Shreeniwas, Dr. Sudha, U. of North Carolina, Greensboro, NC - To aid research on 'Traditions in Transformation, New Reproductive Technologies, and Gender Bias'
DR. SUDHA SHREENIWAS, of the University of North Carolina in Greensboro, North Carolina, was awarded a grant in June 2003 to aid research on new reproductive technologies and gender bias among members of two castes in India. Shreeniwas examined two hypotheses: (1) Social changes that enhance the productive roles of men more than those of women, together with the rise of patrilineality and dowry systems among formerly matrilineal-matrilocal communities, will increase families' preference for sons. (2) The motivations and means adopted to achieve newly emergent gender-biased reproductive goals will be similar to those operating in places where such goals have been long-standing. Shreeniwas studied members of the Nair caste or community in Kerala state and compared them with members of the Jat caste or community in peri-urban Delhi.
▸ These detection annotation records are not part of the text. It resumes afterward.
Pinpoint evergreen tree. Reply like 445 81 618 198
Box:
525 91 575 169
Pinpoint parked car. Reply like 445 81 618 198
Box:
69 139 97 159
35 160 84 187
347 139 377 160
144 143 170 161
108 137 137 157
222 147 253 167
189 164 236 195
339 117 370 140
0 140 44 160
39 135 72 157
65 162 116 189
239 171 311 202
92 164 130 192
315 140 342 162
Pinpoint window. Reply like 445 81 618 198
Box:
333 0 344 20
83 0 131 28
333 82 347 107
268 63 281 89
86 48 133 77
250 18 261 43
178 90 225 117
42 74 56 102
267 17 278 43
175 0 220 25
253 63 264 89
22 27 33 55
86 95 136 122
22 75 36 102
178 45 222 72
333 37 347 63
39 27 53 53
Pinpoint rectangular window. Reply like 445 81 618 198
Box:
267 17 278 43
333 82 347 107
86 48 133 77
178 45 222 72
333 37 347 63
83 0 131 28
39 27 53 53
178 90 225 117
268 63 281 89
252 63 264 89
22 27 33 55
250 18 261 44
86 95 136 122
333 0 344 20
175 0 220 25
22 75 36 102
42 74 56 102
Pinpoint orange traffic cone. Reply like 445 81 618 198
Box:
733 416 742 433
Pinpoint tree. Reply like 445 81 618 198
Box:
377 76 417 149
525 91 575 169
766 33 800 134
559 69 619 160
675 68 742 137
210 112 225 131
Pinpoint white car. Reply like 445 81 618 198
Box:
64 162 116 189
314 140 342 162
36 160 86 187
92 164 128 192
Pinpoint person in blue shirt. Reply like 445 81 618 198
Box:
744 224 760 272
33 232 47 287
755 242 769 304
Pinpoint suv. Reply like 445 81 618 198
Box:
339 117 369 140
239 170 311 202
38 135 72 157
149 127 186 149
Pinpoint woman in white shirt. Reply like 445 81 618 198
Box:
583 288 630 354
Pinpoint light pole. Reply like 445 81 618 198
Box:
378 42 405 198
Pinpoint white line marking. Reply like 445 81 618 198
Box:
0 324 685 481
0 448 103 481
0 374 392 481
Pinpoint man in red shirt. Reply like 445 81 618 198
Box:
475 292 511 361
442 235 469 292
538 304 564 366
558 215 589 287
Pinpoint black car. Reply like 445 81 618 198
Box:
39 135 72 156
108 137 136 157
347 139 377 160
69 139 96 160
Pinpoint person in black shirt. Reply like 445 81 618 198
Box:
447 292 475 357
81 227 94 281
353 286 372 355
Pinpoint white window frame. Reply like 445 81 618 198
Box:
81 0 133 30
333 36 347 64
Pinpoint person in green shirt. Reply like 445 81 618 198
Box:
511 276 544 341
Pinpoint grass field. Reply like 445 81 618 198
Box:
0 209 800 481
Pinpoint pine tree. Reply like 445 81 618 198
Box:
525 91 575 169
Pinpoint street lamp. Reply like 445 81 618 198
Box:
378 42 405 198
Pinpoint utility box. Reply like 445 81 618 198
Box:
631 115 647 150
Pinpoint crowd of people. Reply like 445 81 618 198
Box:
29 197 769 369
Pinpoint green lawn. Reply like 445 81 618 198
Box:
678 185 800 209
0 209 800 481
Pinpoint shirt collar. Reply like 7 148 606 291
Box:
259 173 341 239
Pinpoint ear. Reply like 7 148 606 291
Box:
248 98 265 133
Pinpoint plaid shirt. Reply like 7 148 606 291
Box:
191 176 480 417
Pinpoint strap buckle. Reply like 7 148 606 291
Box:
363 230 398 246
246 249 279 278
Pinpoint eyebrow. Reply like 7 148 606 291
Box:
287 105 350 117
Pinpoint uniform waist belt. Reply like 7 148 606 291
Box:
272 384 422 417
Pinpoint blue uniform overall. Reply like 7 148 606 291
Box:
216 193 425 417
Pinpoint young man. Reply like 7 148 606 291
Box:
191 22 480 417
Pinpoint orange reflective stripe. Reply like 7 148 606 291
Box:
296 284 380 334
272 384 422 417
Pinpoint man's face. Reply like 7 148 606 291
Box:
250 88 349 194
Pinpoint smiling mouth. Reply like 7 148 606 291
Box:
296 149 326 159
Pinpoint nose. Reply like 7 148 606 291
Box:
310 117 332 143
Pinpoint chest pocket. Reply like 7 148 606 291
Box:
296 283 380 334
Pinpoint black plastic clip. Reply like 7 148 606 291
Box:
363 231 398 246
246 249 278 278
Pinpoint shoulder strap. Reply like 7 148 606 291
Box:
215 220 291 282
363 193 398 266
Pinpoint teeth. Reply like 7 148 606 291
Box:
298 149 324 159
The results supported the first hypothesis and partially supported the second. Patrilineal descent, residence, and inheritance, along with dowry practices, had become widespread in Kerala. These trends appeared to be associated with a verbalized preference for sons, although there was little evidence of prenatal sex selection among Nairs. The Jat community had long been patrilineal, with dowry, seclusion and educational limitations for females, strong son preference, and widespread prenatal sex selection. The main similarities between Nairs' and Jats' reasons for son preference were concerns about dowries and women's upbringing. The main differences were encouragement of education and paid work among Nair women and a 'memory of matriliny' that protected them from the worst forms of gender bias. Thus, despite high contraceptive use and low fertility, use of sex selection technology was almost nonexistent among Nairs.